The National Education Union, National Association of Head Teachers and Association of School and College leaders have teamed up to provide their members with joint guidance on the coronavirus crisis.
The joint nature of the guidance means that leaders, classroom teachers and support staff in the three unions are getting the same advice.
Here are seven important points for schools that we pulled out of the guidance.
1. Don’t monitor staff performance
The guidance states that schools “should not be formally monitoring staff performance during this period”.
The unions say teachers should also not be asked to personally contact individual pupils on a daily basis, except when such contact has been agreed with headteachers for vulnerable children.
Teachers should not use personal phones or emails, and all staff and pupils should be reminded of the school’s policies on safe internet usage.
“Schools should also consider setting out a clear statement for parents which details the school’s approach to any home learning and protocols for communication between school and home,” the guidance continues.
Until confirmation comes about teacher assessments, teachers “should not be setting exam-related work for year 11 and 13 students, grading and marking it, collating ‘portfolios’, and/or doing predicted grades”.
2. Halt redundancies and disciplinary matters
School leaders should, “wherever possible”, consult with union representatives before publishing protocols and consider comments from staff generally when keeping those protocols under review, the guidance states.

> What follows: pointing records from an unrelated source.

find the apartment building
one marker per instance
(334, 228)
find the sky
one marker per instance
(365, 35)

The unions have also warned that during this period it is “not possible” to proceed on matters “such as reorganisation/redundancy or academy conversion which require meaningful consultation in order to meet the law’s requirements”.
Schools should also not proceed on disciplinary, capability or grievance matters which require hearings and representation.
“In the most serious disciplinary cases, suspension on full pay may be necessary to facilitate this.”
3. Don’t make teachers come in to clean if there’s no pupils
According to the guidance, teachers should not be asked to be on site if they are not looking after pupils.
For example, they should not be asked to attend full staff meetings, clean cupboards or take down down displays “because this increases their exposure to the virus
and endangers the NHS”.
Supply teachers must be “fairly treated” – kept in post, supported if unable to work and employed as part of local authorities’ response to the crisis.
4. Inform staff when over Easter they will work
School staff should know when they are expected to work (either in school or at home) and when they are on holiday during the Easter break, the unions say.
Staff who are on holiday should not be expected to keep in touch because they need “time to switch off and physically and mentally recuperate”, and holidays should be operated on a rota basis so staff get two weeks off, “either before, during or after the period when the school would normally be closed for Easter”.
The unions are also not expecting schools to be open on Good Friday or Easter Monday.
5. Only healthy and low-risk staff should be in
The guidance states that school staff who are “healthy and not in a highrisk vulnerable group” can be called upon to be in school, but should be consulted first on whether they are able to work.
Staff with health conditions that make them vulnerable to being badly affected if they catch the virus, and those who live with someone in the most vulnerable health groups, “should not be included on staff rotas for working in school”.
It comes after 25 per cent of teachers and leaders said in a recent Teacher Tapp survey that somebody in their direct household is considered high-risk if they contract COVID-19.
6. Staff cannot ‘home school’ the nation’s children
With exams, tests and Ofsted inspections cancelled, the guidance reminds schools that “this is not education as we have known it”.
Schools are being reminded that children will have “very different” home lives and levels of parental support, and that it is “not feasible to carry on as before during this crisis”.
“We cannot ‘home school’ the nation’s children,” the guidance continues.
Children will not follow a normal timetable, and while schools are starting to put in place processes and resources to support home learning, it is “not reasonable, or feasible for schools to continue to provide a ‘normal’ school education during this time”.
A recent Teacher Tapp survey found that 47 per cent of teachers and leaders believe the average year 8 pupil is learning for between one and two hours a day, while 39 per cent say they are learning for less than an hour.
Meanwhile, 62 per cent of respondents said they thought the average year 8 pupil SHOULD be learning for between one and two hours per day, while 29 per cent said three or four hours. Just 5 per cent said less than an hour and 2 per cent said between five and six hours.
7. Full closures ‘may be necessary’
The guidance reminds school leaders that it is up to them to make decisions about whether to keep their schools open.
If schools don’t have enough staff to care for pupils safely, even based on the new reduced provision approach, then full or partial closure “may be necessary”. This must be subject to a risk assessment and done in consultation with chairs of governors.
“Schools will need to keep this decision under daily review and should inform their local authority if they are not able to open.”